DuoTok: Source-Aware Dual-Track Tokenization for Multi-Track Music Language Modeling
Summary: arXiv:2511.20224v2 | Announce Type: replace-cross
In recent advancements in the field of audio processing, the method of audio tokenization has emerged as a crucial bridge connecting continuous waveforms with multi-track music language models. This innovative approach is particularly significant in dual-track modeling, where effective tokenization must satisfy three critical properties: high-fidelity reconstruction, strong predictability under a language model, and cross-track correspondence. Addressing these challenges, researchers have introduced DuoTok, a source-aware dual-track tokenizer that successfully navigates this trade-off through a staged disentanglement process.
Understanding DuoTok
DuoTok operates through a systematic approach that enhances the efficiency and effectiveness of music language modeling. The process unfolds in several key stages:
- Semantic Encoder Pretraining: The first stage involves pretraining a semantic encoder, which lays the foundation for accurate audio representation.

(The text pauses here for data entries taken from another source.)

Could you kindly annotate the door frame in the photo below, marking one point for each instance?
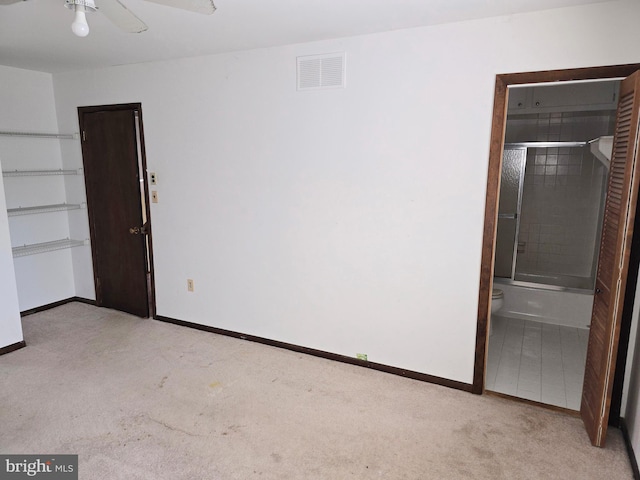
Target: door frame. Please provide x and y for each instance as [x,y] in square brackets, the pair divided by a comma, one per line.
[491,213]
[137,107]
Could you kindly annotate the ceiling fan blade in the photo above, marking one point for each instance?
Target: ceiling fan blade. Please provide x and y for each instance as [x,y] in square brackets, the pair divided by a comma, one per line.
[121,16]
[199,6]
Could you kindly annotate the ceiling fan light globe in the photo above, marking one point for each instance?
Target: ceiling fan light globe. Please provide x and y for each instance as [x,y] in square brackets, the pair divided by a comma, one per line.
[80,27]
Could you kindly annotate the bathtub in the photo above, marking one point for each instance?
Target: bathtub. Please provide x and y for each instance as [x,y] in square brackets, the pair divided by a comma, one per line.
[546,303]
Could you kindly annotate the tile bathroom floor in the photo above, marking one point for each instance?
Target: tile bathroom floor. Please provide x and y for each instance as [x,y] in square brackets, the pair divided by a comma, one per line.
[537,361]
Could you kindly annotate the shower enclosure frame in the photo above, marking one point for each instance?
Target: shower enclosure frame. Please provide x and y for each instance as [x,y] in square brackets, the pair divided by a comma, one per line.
[525,146]
[490,221]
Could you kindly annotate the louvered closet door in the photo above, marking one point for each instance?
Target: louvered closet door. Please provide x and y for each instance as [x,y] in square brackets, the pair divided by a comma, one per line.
[613,263]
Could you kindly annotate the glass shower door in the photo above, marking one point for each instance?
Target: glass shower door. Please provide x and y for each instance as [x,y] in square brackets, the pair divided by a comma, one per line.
[513,165]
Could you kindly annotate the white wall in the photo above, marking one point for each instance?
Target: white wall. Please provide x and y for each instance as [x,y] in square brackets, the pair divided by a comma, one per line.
[345,220]
[28,106]
[10,325]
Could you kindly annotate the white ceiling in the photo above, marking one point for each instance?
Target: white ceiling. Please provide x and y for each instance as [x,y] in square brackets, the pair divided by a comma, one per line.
[36,34]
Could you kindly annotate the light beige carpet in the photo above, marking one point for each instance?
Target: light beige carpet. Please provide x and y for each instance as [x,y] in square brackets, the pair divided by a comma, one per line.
[142,399]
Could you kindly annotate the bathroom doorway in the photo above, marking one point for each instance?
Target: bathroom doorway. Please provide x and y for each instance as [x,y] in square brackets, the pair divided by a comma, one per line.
[610,319]
[557,150]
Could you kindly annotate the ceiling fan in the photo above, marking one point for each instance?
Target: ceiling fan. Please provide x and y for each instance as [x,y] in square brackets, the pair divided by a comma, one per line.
[119,14]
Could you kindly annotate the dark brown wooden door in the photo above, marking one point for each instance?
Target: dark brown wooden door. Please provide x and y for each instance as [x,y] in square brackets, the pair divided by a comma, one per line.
[615,247]
[110,156]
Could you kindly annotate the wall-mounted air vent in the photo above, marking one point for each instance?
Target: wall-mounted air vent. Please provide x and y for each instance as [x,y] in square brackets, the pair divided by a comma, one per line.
[320,72]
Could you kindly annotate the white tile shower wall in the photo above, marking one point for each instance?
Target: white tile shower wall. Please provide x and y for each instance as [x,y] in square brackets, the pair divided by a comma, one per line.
[546,306]
[562,194]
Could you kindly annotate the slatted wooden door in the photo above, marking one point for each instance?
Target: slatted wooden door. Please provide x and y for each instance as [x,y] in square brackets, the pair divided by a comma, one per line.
[615,247]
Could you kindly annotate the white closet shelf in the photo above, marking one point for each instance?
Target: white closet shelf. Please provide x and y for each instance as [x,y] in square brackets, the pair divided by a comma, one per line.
[33,173]
[69,136]
[46,247]
[60,207]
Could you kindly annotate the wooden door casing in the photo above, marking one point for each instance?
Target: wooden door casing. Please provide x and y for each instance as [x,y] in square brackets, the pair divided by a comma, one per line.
[110,157]
[615,249]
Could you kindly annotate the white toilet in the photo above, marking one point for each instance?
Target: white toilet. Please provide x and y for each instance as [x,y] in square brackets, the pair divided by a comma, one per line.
[497,299]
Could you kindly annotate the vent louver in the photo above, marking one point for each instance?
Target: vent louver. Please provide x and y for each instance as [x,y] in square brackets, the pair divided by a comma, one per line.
[320,72]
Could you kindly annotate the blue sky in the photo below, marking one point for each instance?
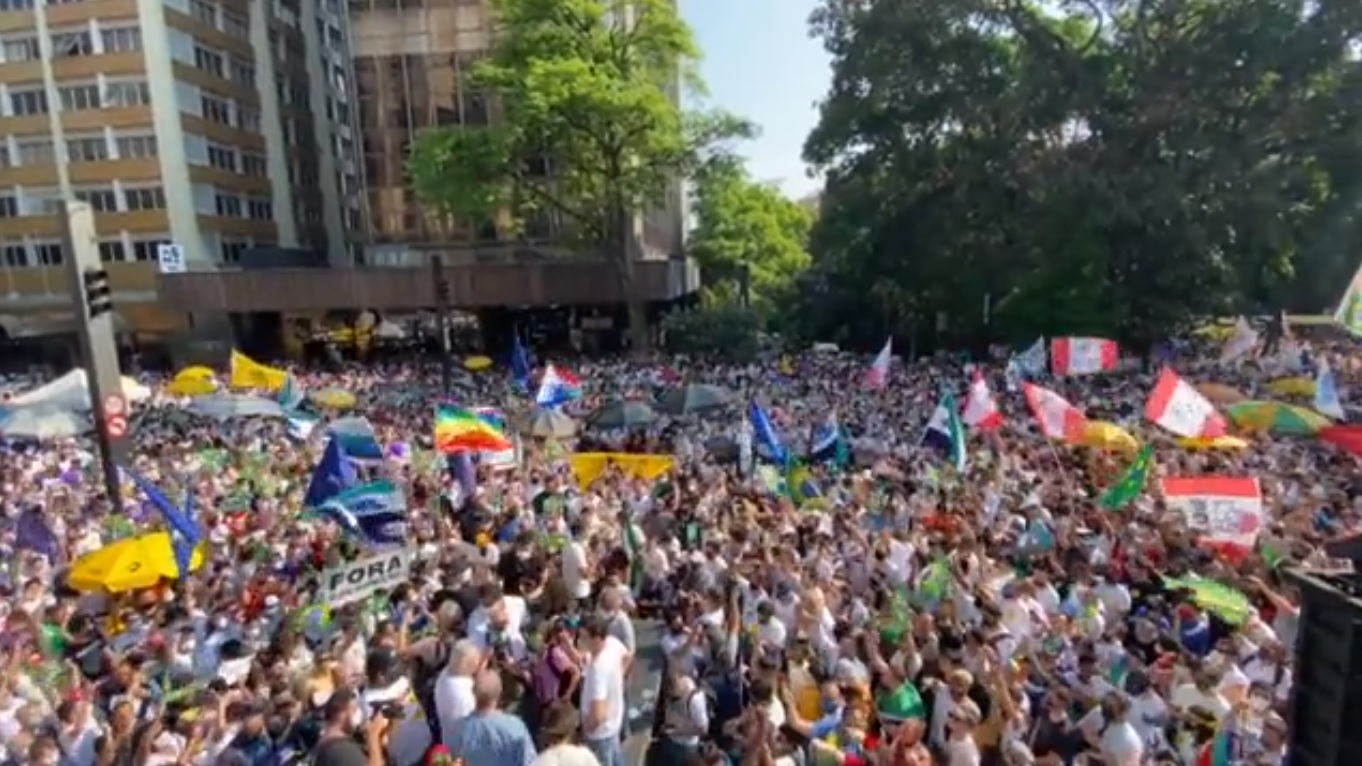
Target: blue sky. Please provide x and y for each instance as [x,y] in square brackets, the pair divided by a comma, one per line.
[760,63]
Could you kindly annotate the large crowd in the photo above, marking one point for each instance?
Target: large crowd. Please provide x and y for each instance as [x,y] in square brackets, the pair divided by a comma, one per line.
[883,607]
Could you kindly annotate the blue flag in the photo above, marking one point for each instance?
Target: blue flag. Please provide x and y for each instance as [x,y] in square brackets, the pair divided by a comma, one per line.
[334,475]
[519,364]
[184,530]
[766,435]
[375,513]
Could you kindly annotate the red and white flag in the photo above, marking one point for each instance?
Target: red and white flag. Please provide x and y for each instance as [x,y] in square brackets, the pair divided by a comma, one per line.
[981,410]
[1223,511]
[1057,417]
[1083,356]
[879,374]
[1177,406]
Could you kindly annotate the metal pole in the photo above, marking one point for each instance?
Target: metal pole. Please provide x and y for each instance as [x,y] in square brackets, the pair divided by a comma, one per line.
[100,355]
[441,308]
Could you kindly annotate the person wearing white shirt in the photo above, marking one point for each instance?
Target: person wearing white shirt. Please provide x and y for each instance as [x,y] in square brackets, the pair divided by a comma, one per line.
[602,693]
[454,688]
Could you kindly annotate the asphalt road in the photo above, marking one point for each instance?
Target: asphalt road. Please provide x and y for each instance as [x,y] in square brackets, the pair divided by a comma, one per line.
[643,688]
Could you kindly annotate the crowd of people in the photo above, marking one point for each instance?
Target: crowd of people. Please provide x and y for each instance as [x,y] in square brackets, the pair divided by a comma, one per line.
[905,612]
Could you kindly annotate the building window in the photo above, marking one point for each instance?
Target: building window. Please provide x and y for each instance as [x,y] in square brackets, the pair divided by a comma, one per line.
[150,198]
[145,251]
[260,209]
[139,147]
[215,109]
[236,25]
[121,40]
[233,250]
[91,149]
[209,60]
[27,102]
[14,255]
[48,254]
[102,201]
[79,97]
[112,251]
[21,49]
[243,71]
[255,165]
[132,93]
[36,151]
[222,157]
[248,119]
[76,42]
[228,205]
[206,12]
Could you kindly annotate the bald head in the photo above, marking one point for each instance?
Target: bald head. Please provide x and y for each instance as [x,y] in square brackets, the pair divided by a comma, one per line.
[486,690]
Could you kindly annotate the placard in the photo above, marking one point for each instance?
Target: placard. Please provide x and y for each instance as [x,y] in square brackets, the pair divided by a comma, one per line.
[360,579]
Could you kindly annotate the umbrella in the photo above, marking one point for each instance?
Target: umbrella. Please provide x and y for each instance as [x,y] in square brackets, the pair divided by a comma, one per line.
[1212,443]
[1276,416]
[696,397]
[1221,394]
[1297,386]
[334,398]
[226,406]
[1107,436]
[41,423]
[549,424]
[131,563]
[621,415]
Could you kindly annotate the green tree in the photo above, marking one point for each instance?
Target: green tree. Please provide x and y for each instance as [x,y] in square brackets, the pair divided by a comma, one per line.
[593,86]
[748,225]
[1097,166]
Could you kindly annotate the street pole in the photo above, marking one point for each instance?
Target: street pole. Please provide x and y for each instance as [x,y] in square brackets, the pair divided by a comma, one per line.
[98,353]
[441,308]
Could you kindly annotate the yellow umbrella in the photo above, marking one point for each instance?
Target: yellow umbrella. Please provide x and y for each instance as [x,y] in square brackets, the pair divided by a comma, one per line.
[1219,393]
[132,563]
[1214,443]
[192,382]
[1107,436]
[1293,387]
[334,398]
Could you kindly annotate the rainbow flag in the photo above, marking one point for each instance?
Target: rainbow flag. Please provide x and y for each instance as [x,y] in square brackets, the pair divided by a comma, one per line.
[456,428]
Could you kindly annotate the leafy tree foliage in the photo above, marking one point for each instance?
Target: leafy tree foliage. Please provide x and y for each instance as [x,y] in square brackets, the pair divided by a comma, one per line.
[1093,166]
[591,86]
[747,225]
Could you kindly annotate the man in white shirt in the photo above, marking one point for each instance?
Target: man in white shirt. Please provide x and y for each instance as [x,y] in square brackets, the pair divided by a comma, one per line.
[454,688]
[602,693]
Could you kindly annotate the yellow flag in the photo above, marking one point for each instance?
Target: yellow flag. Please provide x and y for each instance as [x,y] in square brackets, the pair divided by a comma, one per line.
[249,374]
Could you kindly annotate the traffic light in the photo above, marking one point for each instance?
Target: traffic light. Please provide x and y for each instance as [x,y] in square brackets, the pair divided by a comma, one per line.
[98,300]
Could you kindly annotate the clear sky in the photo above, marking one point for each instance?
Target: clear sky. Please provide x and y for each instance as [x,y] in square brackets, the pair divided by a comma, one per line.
[760,63]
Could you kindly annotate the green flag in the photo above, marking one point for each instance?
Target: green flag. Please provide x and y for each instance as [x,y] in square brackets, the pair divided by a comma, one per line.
[1132,481]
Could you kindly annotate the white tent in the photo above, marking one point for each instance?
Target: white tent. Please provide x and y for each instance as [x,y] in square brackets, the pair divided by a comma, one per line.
[72,391]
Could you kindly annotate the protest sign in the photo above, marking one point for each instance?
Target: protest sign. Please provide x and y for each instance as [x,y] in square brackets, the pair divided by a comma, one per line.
[361,578]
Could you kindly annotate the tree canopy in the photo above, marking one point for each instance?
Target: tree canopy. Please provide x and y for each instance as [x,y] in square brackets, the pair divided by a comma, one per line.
[744,225]
[1082,166]
[589,127]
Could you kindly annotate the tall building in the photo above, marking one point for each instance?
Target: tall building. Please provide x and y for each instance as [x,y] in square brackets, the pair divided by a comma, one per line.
[217,126]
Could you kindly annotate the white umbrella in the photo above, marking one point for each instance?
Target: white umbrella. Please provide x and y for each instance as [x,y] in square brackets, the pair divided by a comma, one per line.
[42,423]
[226,406]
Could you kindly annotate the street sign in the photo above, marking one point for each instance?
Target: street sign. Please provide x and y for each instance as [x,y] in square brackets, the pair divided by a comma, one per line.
[113,404]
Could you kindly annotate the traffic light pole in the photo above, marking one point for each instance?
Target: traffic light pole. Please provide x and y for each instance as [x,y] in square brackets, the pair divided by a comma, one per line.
[94,326]
[441,308]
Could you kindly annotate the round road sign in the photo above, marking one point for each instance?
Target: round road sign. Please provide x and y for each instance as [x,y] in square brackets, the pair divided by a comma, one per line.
[113,405]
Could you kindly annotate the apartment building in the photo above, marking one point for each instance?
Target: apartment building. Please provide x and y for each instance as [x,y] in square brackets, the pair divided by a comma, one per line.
[196,123]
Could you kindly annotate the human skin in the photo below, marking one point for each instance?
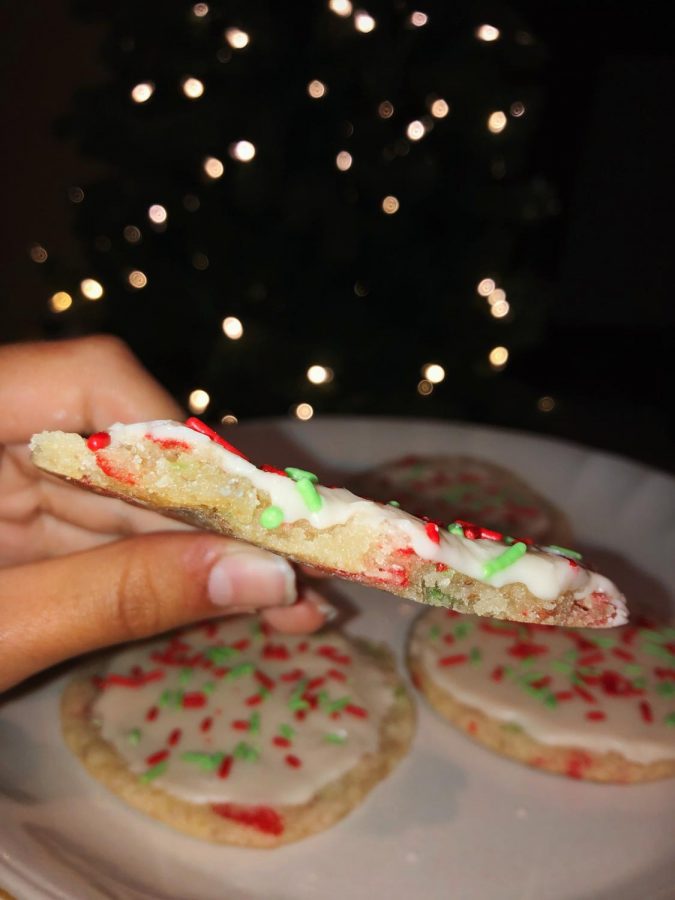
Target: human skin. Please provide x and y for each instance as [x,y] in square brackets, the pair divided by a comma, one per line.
[78,571]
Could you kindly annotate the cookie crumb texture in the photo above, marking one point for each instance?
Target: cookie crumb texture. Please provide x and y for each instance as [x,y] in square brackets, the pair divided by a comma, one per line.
[237,735]
[191,473]
[594,705]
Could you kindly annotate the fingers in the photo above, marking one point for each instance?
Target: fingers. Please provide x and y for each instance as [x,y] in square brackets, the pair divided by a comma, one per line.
[130,589]
[77,385]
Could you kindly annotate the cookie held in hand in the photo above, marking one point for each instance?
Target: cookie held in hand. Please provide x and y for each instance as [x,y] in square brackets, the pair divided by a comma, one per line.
[191,473]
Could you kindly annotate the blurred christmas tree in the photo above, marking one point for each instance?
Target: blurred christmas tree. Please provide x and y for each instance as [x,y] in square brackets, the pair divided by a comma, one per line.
[308,202]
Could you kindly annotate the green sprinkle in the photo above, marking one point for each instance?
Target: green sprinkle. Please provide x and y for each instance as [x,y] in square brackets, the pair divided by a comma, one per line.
[246,752]
[154,772]
[300,474]
[272,517]
[241,670]
[504,560]
[209,762]
[219,655]
[185,676]
[310,495]
[572,554]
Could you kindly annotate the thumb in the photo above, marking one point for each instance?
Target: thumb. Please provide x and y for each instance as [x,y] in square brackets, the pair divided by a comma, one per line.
[58,608]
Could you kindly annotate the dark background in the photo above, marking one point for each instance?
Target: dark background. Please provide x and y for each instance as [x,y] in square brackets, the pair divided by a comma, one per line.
[604,138]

- Multi-Task Supervision: The encoder is then regularized using multi-task supervision, enhancing its ability to learn diverse audio features.
- Freezing the Encoder: After sufficient training, the encoder is frozen to preserve its learned capabilities for subsequent processes.
- Hard Dual-Codebook Routing: This stage implements hard dual-codebook routing, ensuring that the extracted tokens remain focused and structured.
- Auxiliary Objectives: The use of auxiliary objectives on quantized codes further refines the tokenization process.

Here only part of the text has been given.